Karena selama ini dia melihat, perkumpulan lintas agama ini masih kurang, jadi
perlu ditingkatkan.
Mantan
napiter Rosnazizi dalam kesempatan itu bercerita dan mengisahkan pengalamannya
hingga bisa terpapar paham radikalisme.
Ketika itu dia hanya belajar satu guru yang melahirkan opini dan aksi
menyesatkan. Padahal untuk mendapatkan ilmu yang benar harus banyak guru yang
diikuti.
“Kita harus
beajar dari sumber yang benar. Jangan hanya satu pintu. Dulu saya juga
menganggap pancasila itu bertentangan dengan quran dan sunnah. Tapi hari ini
saya mengatakan pancasila sudah sesuai dengan
quran dan sunnah,” katanya.
Namun ,
Rosnazizi tetap berpesan agar ummat beragama tidak mudah menilai secara negative ummat
beragama lainnya dari sisi penampilan.
Belum tentu penampilan berciri kaum radikal itu, faktanya radikal, bisa
sebaliknya. Yang harus diperhatikan,
akhlak kita dalam kehidupan bermasyarakat.
Kakanwi
Kemenag Kalbar Drs. Syahrul Yadi, M.SI menyatakan, hadirnya dua narasumber (Ken Setiawan dan Rosnazizi) ini diharapkan
dapat memberikan wawasan dan pemahaman kepada masyarakat khususnya peserta FGD
tentang paham radikal dan moderasi beragama yang menjadi prioritas program
nasional.
“Orang
beragama rentan dan sangat mudah tersinggung jika bicara soal agama. Kencang
bahkan tidak dipikirkan dari sisi budaya, bahkan nyawa pun siap untuk dikorbankan. Ada kekuatan kiri
dan kanan, maka kita harus menguatkan kekuatan tengah, yaitu bermoderasi
agama,” jelas Syahrul Yadi.
FGD itu
sendiri mengusung tema “Moderasi
Beragama dan Pluralisme: Sebuah Alternatif dan Solusi Problem Kebangsaan”.

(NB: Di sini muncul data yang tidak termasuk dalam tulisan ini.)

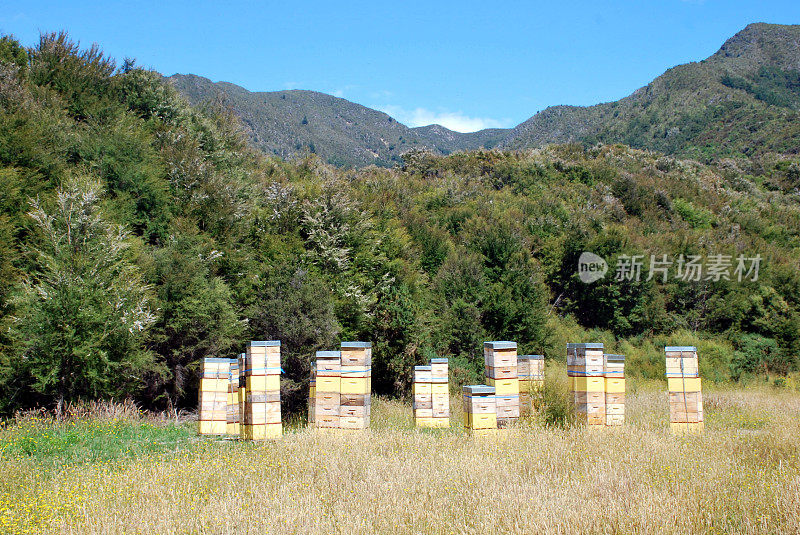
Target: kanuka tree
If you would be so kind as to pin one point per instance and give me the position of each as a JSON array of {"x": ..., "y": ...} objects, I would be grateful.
[{"x": 79, "y": 318}]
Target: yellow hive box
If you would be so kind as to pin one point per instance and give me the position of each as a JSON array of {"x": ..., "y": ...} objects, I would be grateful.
[
  {"x": 354, "y": 385},
  {"x": 421, "y": 388},
  {"x": 677, "y": 384},
  {"x": 615, "y": 386},
  {"x": 587, "y": 384},
  {"x": 484, "y": 432},
  {"x": 213, "y": 427},
  {"x": 267, "y": 431},
  {"x": 482, "y": 421},
  {"x": 328, "y": 384},
  {"x": 686, "y": 428},
  {"x": 504, "y": 386},
  {"x": 440, "y": 388},
  {"x": 213, "y": 385},
  {"x": 421, "y": 421},
  {"x": 263, "y": 383}
]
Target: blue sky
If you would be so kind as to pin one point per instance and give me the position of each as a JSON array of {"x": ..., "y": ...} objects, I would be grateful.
[{"x": 466, "y": 65}]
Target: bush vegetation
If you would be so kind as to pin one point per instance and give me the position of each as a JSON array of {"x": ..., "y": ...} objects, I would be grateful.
[{"x": 139, "y": 234}]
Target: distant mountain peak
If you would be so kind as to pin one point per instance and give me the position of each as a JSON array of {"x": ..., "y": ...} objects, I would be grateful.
[{"x": 741, "y": 100}]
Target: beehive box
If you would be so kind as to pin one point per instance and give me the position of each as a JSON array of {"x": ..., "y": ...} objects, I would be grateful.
[
  {"x": 685, "y": 392},
  {"x": 585, "y": 371},
  {"x": 530, "y": 370},
  {"x": 213, "y": 402},
  {"x": 312, "y": 393},
  {"x": 327, "y": 390},
  {"x": 262, "y": 417},
  {"x": 479, "y": 409},
  {"x": 500, "y": 360},
  {"x": 356, "y": 385},
  {"x": 614, "y": 375},
  {"x": 232, "y": 424},
  {"x": 440, "y": 392},
  {"x": 242, "y": 394},
  {"x": 422, "y": 390}
]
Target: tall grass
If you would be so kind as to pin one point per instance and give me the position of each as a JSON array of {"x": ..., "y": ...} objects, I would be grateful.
[{"x": 741, "y": 476}]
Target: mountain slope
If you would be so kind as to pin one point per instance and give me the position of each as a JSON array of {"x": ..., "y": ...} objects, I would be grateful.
[
  {"x": 286, "y": 123},
  {"x": 743, "y": 100}
]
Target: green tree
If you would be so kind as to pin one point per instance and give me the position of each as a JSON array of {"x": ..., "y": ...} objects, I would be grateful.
[{"x": 79, "y": 319}]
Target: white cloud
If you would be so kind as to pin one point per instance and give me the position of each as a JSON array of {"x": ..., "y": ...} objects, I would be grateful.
[{"x": 457, "y": 121}]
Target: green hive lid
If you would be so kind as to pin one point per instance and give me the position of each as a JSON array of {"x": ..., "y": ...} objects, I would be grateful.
[
  {"x": 265, "y": 343},
  {"x": 479, "y": 389},
  {"x": 500, "y": 345},
  {"x": 590, "y": 345}
]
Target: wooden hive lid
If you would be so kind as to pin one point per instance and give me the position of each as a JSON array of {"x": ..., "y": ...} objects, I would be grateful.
[
  {"x": 265, "y": 343},
  {"x": 501, "y": 344}
]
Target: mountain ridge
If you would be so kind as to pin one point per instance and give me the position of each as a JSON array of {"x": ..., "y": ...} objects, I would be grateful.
[{"x": 741, "y": 101}]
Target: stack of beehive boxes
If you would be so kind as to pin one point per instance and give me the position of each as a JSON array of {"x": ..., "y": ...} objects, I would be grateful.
[
  {"x": 356, "y": 385},
  {"x": 262, "y": 410},
  {"x": 431, "y": 393},
  {"x": 585, "y": 366},
  {"x": 312, "y": 393},
  {"x": 614, "y": 374},
  {"x": 242, "y": 392},
  {"x": 214, "y": 396},
  {"x": 440, "y": 392},
  {"x": 530, "y": 369},
  {"x": 327, "y": 389},
  {"x": 500, "y": 359},
  {"x": 685, "y": 395},
  {"x": 480, "y": 409},
  {"x": 232, "y": 426},
  {"x": 422, "y": 390}
]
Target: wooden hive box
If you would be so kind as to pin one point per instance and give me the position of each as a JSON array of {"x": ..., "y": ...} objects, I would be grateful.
[
  {"x": 328, "y": 389},
  {"x": 586, "y": 381},
  {"x": 480, "y": 408},
  {"x": 242, "y": 394},
  {"x": 262, "y": 379},
  {"x": 530, "y": 370},
  {"x": 312, "y": 392},
  {"x": 500, "y": 363},
  {"x": 422, "y": 391},
  {"x": 232, "y": 424},
  {"x": 356, "y": 385},
  {"x": 614, "y": 374},
  {"x": 213, "y": 394},
  {"x": 440, "y": 392},
  {"x": 685, "y": 389}
]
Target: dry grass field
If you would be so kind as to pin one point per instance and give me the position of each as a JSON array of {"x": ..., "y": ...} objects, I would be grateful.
[{"x": 132, "y": 474}]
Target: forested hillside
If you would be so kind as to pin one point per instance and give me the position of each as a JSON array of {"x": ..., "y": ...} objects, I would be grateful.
[{"x": 139, "y": 234}]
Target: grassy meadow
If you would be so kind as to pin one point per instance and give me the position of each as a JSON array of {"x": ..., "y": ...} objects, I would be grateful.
[{"x": 119, "y": 471}]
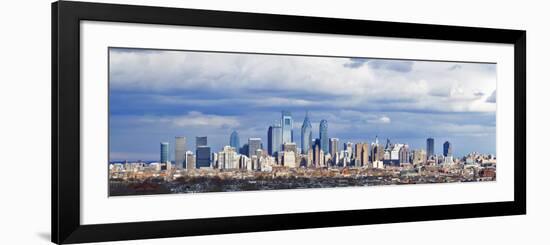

Hadir sebagai peserta dalam kegiatan itu sebanyak 300 orang.
Terdiri dari
pengelola pondok pesantren, pengurus masjid, penyuluh lintas agama se kota Pontianak, dan Paguyuban Merah Putih
Kota Pontianak. Selain mantan aktivis radikalisme, mantan teroris, Drs. H.
Syharul Yadi M.Si juga turut menjadi pembicara.
FGD ini sebagai sarana penyampaian konsep
penguatan internalisasi nilai-nilai moderasi beragama sebagai upaya pencegahan
radikalisme guna mendukung semangat toleransi dan kerukunan beragama di kota
Pontianak.
Berdasarkan
release panitia kegiatan, FGD ini
bertujuan menumbuhkembangkan penguatan internalisasi nilai-nilai moderasi
beragama di kalangan pengelola pesantren, pengurus masjid serta penyuluh lintas agama. Tentunya dalam bingkai toleransi dan kerukunan sebagai
upaya pencegahan radikalisme di kota Pontianak-Kalbar, sekaligus menguatkan
kerjasama dalam menciptakan situasi kamtibmas yang kondusif melalui penguatan
moderasi beragama di kota Pontianak.
Selain itu
agar masing-masing pihak, pengelola pesantren, pengurus masjid dan penyuluh
lintas agama menyadari ancaman pemikiran atau pemahaman keagamaan eksklusif dan
ekstrem yang telah menyusup ke seluruh lini instansi dan lembaga. Sehingga
pihak pesantren dan pengurus-pengurus masjid dapat mengambil langkah-langkah
kongkrit untuk mengantisipasinya.
Pihak
pengelola pesantren dan pengurus masjid kota Pontianak beserta penyuluh lintas
agama juga diharapkan dapat menggalakkan
dan mengimplementasikan nilai-nilai
moderasi beragama di lingkungannya, melalui FGD ini. Tujuannya sebagai
upaya pencegahan paham radikalisme yang telah merangsek masuk ke pesantren dan
masjid-masjid kota Pontianak. (BP/tim liputan).